My curriculum in High School wasn’t a particularly challenging one. I didn’t choose 4 unit anything or try my hand at anything like physics. I was more a person that enjoyed English class, loathed maths and just wanted to be having recess. I chose my subjects accordingly and one of the subjects I went for was Home Economics. It was a subject where we made bizarre things.
Our very first item was something that should never make it outside of a Home Ec class. It started with a slice of white bread. We then placed a piece of (square) ham on top of this and then separated the egg. The whites were whipped up to stiff peaks pavlova style but without the sugar and the fluffy egg whites were then spread over the ham and bread. A dent was made in the centre and the egg yolk was placed on top and it was then served. Nobody ate theirs beyond one bite the uncooked unsweetened egg whites had a slimy texture to them and yet that this was a recipe that was oft repeated year after year. I suppose this was the very first exam – if we could eat it then we could stay!
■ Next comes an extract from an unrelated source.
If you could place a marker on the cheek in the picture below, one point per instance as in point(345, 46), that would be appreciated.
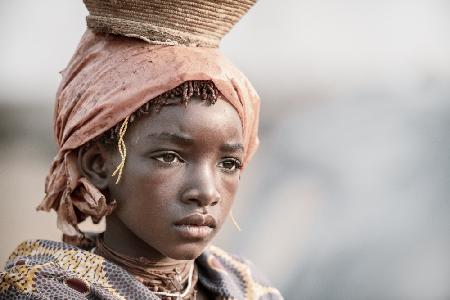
point(229, 186)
There were all sorts of monstrosities and the only recipe that we ever made that was tasty and worth making again was Anzac biscuits. American readers, Anzac biscuits are actually cookies and if you’ve never tried them, you really must-I promise you they’re delicious, just ask any Australian . They’re so popular here and for good reason. Extremely easy to make, they were originally designed to be sent to Australian and New Zealand Army Corps (ANZAC) troops overseas and were made to last for a long time and there are no eggs because they weren’t easily obtained around war time. Please don’t interpret that to mean that they’re short of anything at all, they’re a wonderful balance of flavours and textures. I decided to do an interpretation since it is Anzac Day on Wednesday.
I wanted to make them thinner than regular Anzac biscuits so that my mum could eat them as she broke a tooth on a brazil nut recently. Also, I like them a bit better when they’re thinner and more delicate. A suggestion from the Charlie’s Cookies competition by reader donnalee99 asking if I had tried them with macadamias and another from reader gin-tonic suggesting spreading chocolate on the bottom of them were both too tempting and I decided to whip up a batch incorporating their suggestions.
The cookies were crisp and thin and slightly chewy and the macadamia gave them an amazing flavour and crunch – so much so that all batches of Anzac biscuits that I make from now on will just have to include macadamias. The chocolate? Well I preferred mine without the chocolate but Mr NQN wholeheartedly preferred them with chocolate. In fact he loved them so that he ate ten large biscuits in one go and this is the man that claims not to like biscuits or cookies…
So tell me Dear Reader, what is the worst thing that you’ve made to eat? And did you actually enjoy school or was recess more your thing? And were you more a maths person or an english person?
Oh and just a teeny little reminder, I’m in the running for the Sydney Writer’s Centre Best Australian Blogs 2012 competition for the People’s Choice award! I would so, so, so appreciate it if you could vote for me (link here) xxx
Chocolate & Macadamia Anzac Biscuits
An Original Recipe by Not Quite Nigella
Preparation time: 5-10 minutes
Baking time: 15 minutes
Makes about 24 biscuits
- 1 cup oats
- 1 cup firmly packed brown sugar
- 1 cup/125 g/4.4 ozs macadamia nuts, chopped
- 3/4 cup plain or all purpose flour
- 1/2 cup desiccated coconut
- 130g/4.6 ozs butter
- 2 tablespoons golden syrup (can also use honey)
- 1 tablespoon hot water mixed with 1/2 teaspoon bi carbonate of soda
- 250g/1/2 pound dark chocolate (optional)
1. Preheat oven to 175°C/375°F. Line two large trays with parchment (you will actually put six biscuits on each tray so you can line four baking trays if you want). In a medium sized bowl mix the oats, brown sugar, flour, nuts and coconut so that it is evenly distributed.
When the liquid mix is added to the dry
Place far apart…they spread!
2. In a small saucepan (or even in the microwave) melt the butter until completely melted. Add the golden syrup and bi-carb and water mix. Whisk to combine and then add this liquid mixture to the dry mixture and stir until everything is moistened. Shape into walnut sized balls with hands and place far apart on the baking sheet as they will spread a lot – I fit six per tray. Bake for 15 minutes. Allow to cool on the tray for five to ten minutes and then place on a cooling rack as they will firm up then. Repeat with rest of the dough.
3. If you are making these with chocolate, melt the chocolate in a double boiler (a heatproof bowl fitted over a saucepan of simmering water ensuring that the bottom of the bowl doesn’t touch the water) or in the microwave on 50% power with 60 second bursts, stirring between bursts. Spread the chocolate over the bottom with an angled spatula and leave bottoms up to set.